Je passe sur l’incroyable liberté formelle du film, le fait que Cavalier se fiche – depuis longtemps déjà – comme d’une guigne du qu’en dira-t-on des professionnels de la profession et du public. Alain Cavalier filme comme il l’entend, avec  une maîtrise, ou devrait-on dire, une sorte de complicité familière avec la caméra – qui pourrait bien être une  soeur pour lui – avec au bout, une manière de virtuosité. Un grand artiste. Tout, chez lui, est cadrage. Tout chez lui, est lumière. Et l’on devine sa respiration à travers les ondulations de tel ou tel champ. Et puis il y a le texte. Il parle, seul, dans des moments de lucidité qui se terminent en moments de sincérité, c’est ce qui permet au film de ne jamais tomber dans le vulgaire, tout en restant sur la crête, pour aller à son terme, moments dont je retiens notamment ce propos crépusculaire, tandis qu’une porte bat au vent d’une mer houleuse et lointaine, de mémoire : « Mes mots se sont refroidis au fil des saisons, maintenant je suis plus près de la mort, mes mots ne portent plus la vie ». Il y a aussi ces quelques plans très rares, où il apparaît face caméra, dont le dernier, dans l’ombre, les ombres qui fraient près du Styx…

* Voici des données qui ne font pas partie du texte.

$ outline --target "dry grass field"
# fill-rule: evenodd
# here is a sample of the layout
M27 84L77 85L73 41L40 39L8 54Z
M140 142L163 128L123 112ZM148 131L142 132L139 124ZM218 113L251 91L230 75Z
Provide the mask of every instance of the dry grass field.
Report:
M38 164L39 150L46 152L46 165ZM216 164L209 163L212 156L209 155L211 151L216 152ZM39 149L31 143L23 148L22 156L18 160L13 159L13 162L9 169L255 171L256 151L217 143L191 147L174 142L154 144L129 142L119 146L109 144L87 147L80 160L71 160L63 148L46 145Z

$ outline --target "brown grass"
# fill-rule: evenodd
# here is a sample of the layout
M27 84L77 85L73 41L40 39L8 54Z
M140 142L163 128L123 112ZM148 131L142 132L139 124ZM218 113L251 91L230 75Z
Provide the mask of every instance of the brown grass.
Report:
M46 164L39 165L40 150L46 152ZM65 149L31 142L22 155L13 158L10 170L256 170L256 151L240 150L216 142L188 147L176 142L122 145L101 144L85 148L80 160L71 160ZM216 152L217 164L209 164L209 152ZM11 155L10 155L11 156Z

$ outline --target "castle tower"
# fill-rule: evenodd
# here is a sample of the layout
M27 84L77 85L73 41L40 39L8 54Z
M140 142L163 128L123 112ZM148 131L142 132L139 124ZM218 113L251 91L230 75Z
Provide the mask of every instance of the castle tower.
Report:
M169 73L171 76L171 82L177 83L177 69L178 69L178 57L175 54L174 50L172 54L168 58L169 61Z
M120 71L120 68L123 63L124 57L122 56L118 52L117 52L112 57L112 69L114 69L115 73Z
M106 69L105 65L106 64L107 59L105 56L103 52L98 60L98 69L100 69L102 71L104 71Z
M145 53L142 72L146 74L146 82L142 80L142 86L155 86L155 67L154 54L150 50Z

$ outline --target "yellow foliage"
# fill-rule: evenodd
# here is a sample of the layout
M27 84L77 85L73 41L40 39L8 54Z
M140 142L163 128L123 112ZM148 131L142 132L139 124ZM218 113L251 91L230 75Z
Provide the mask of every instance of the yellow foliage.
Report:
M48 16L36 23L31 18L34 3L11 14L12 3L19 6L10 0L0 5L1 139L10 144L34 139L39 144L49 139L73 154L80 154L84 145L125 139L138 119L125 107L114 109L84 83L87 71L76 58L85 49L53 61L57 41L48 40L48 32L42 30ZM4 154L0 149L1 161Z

Il n’y a pas de cinéma sans risque. Irène, d’Alain Cavalier en est un parfait exemple dans un registre qui n’a rien à voir avec les risques « connus » du cinéma (tournage difficile, producteur-lâcheur etc). Son risque, à lui, est de rater son retour vers Irène, de rater la fin de son histoire avec elle, par-delà sa mort 35 ans plus tôt. Cavalier semble bien se moquer de savoir si son film est monneyable même s’il se pose la question – dès le départ incongrue, tuée dans l’oeuf – d’un casting ; d’où cette auto-dérision assumée à se dire que « peut-être » il pourrait appeler l’icône « Sophie Marceau » pour interpréter le rôle. L »étonnant tour de force de cette scène étant de ne même pas susciter la moquerie sur cette actrice pourtant bonne cliente en la matière…

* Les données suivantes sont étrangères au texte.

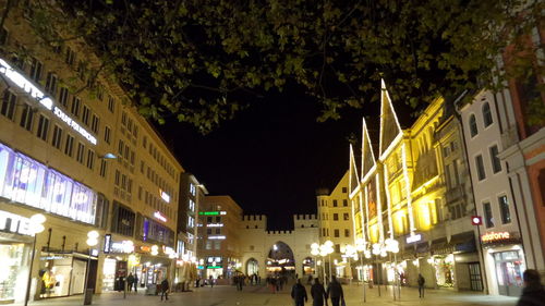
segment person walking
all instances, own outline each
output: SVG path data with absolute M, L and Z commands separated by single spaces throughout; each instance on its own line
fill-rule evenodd
M 305 302 L 308 302 L 308 296 L 306 295 L 306 289 L 301 284 L 301 280 L 298 279 L 298 282 L 291 289 L 291 298 L 295 303 L 295 306 L 303 306 Z
M 344 293 L 342 292 L 341 284 L 337 281 L 337 277 L 331 276 L 331 282 L 327 285 L 327 296 L 331 299 L 331 306 L 344 305 Z
M 327 306 L 327 293 L 324 285 L 319 283 L 319 279 L 314 279 L 314 284 L 311 287 L 312 306 Z
M 169 301 L 169 289 L 170 289 L 169 281 L 167 280 L 167 278 L 165 278 L 161 282 L 161 301 L 164 296 L 165 301 Z
M 426 283 L 426 279 L 424 279 L 424 277 L 421 273 L 419 273 L 417 282 L 419 282 L 419 297 L 423 298 L 424 297 L 424 284 Z
M 519 302 L 517 302 L 517 306 L 545 305 L 545 290 L 543 290 L 540 272 L 528 269 L 522 273 L 522 280 L 524 281 L 524 289 Z

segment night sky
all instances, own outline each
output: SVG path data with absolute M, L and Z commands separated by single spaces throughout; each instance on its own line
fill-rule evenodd
M 296 91 L 271 94 L 207 135 L 177 122 L 159 131 L 210 195 L 230 195 L 244 213 L 267 215 L 269 229 L 289 229 L 293 213 L 316 213 L 316 188 L 332 189 L 348 170 L 362 117 L 378 123 L 378 102 L 324 123 L 319 109 Z

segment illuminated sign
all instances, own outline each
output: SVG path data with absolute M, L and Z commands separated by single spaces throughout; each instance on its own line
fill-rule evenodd
M 419 242 L 422 240 L 422 235 L 421 234 L 414 234 L 414 235 L 410 235 L 405 238 L 405 242 L 407 243 L 415 243 L 415 242 Z
M 162 189 L 159 188 L 159 194 L 161 195 L 161 198 L 166 201 L 166 203 L 170 203 L 170 195 L 167 194 L 166 192 L 164 192 Z
M 0 231 L 32 236 L 31 219 L 0 210 Z
M 206 224 L 207 228 L 222 228 L 223 223 L 210 223 Z
M 208 238 L 209 240 L 225 240 L 226 236 L 222 236 L 222 235 L 220 235 L 220 236 L 208 236 Z
M 201 216 L 220 216 L 220 215 L 227 215 L 227 211 L 199 211 L 198 215 L 201 215 Z
M 85 128 L 83 128 L 77 122 L 75 122 L 70 115 L 65 114 L 60 108 L 53 107 L 53 101 L 51 98 L 47 97 L 44 91 L 38 89 L 33 82 L 26 79 L 21 73 L 16 72 L 10 64 L 4 60 L 0 59 L 0 73 L 5 75 L 11 82 L 15 83 L 21 89 L 29 94 L 31 97 L 38 100 L 38 102 L 46 109 L 52 111 L 60 120 L 64 121 L 75 132 L 80 133 L 93 145 L 97 144 L 97 138 L 90 135 Z
M 154 217 L 162 222 L 167 222 L 167 217 L 162 216 L 162 213 L 160 211 L 154 212 Z
M 482 235 L 481 241 L 483 243 L 489 243 L 489 242 L 509 240 L 510 237 L 511 235 L 509 234 L 509 232 L 498 232 L 498 233 L 491 232 Z

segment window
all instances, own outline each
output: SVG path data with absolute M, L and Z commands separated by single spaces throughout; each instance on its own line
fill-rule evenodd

Pas de « casting » donc pour Irène. Cavalier préfèrera filmer sans négocier, sans perdre de temps : il se filme, il filme la vie (et la mort qui va avec) et fait son cinéma. Cet artiste confidentiel n’est pas pour autant si délaissé par le monde du cinéma : il a été nominé à Cannes dans la sélection « Un certain regard ».